The Tribune has more:

Gay marriage is but one issue on a crowded agenda of the final days of the outgoing General Assembly. Lawmakers also are looking at pension reform, driver's licenses for illegal immigrants, gambling expansion and gun control before the reset button is hit when the new Legislature is sworn in Wednesday.

Given the political complexities, it will be a tall order for lawmakers to complete a comprehensive pension overhaul by the time the clock runs out. Same goes for chances of passing a major gambling expansion to meet Mayor Rahm Emanuel's desire to have a Chicago casino.

And Lt. Gov. Sheila Simon had a good response to the Cardinal's idiotic "legal fiction" canard: "Simon argued that adoption is similarly a "legal fiction" that helps citizens form a family unit — and one that she also supports."

Illinois could be 10th

House Bill 5170 will very likely go to the Illinois House for a vote before Tuesday, and if it does, it will pass and receive Governor Quinn's signature a few hours later:

The Illinois Marriage and Dissolution of Marriage Act is amended by changing Sections 201, 209, and 212 and by adding Section 220 as follows:

(750 ILCS 5/201) (from Ch. 40, par. 201)
Sec. 201. Formalities.) A marriage between 2 persons a man and a woman licensed, solemnized and registered as provided in this Act is valid in this State.

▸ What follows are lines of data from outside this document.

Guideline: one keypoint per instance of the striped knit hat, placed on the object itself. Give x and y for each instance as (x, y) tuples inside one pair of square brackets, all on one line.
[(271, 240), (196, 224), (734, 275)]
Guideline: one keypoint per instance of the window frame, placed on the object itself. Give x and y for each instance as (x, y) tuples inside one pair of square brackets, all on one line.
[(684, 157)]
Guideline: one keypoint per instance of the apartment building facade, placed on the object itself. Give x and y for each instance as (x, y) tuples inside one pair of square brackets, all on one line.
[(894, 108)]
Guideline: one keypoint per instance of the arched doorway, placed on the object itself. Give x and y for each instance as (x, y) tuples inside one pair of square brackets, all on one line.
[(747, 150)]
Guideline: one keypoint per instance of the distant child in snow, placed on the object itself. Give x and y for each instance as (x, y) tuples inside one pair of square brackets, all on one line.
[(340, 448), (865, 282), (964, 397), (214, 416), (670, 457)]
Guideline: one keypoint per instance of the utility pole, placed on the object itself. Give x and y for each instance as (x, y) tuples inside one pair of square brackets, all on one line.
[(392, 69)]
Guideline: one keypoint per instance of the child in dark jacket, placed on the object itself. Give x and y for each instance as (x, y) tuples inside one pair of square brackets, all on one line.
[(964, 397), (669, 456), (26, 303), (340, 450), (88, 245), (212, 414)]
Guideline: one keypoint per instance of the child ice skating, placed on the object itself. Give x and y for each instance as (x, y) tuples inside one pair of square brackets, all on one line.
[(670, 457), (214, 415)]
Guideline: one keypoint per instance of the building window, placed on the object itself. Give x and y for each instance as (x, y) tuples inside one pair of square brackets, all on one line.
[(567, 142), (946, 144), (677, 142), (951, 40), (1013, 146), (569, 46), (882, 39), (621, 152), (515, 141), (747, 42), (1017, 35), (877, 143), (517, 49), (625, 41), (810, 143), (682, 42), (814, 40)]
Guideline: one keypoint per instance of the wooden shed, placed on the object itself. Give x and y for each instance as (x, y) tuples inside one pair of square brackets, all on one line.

The Illinois Senate may vote on it tomorrow. That fact explains why Francis Cardinal George wrote a letter to his rapidly-dwindling flock yesterday saying, "Civil laws that establish 'same sex marriage' create a legal fiction. The State has no power to create something that nature itself tells us is impossible."

I understand that the Cardinal is not a lawyer, but in this country, and in this state, marriage is defined by law first. I should also draw the Cardinal's attention to the second purpose of HB5170:

(a-5) Nothing in this Act shall be construed to require any religious denomination, Indian Nation or Tribe or Native Group, or any officiant acting as a representative of a religious denomination, Indian Nation or Tribe or Native Group, to solemnize any marriage. Instead, any religious denomination, Indian Nation or Tribe or Native Group is free to choose which marriages it will solemnize.

In other words, Cardinal, we're bound by the First Amendment to get our laws out of your church. Now please get your religion out of our legislature.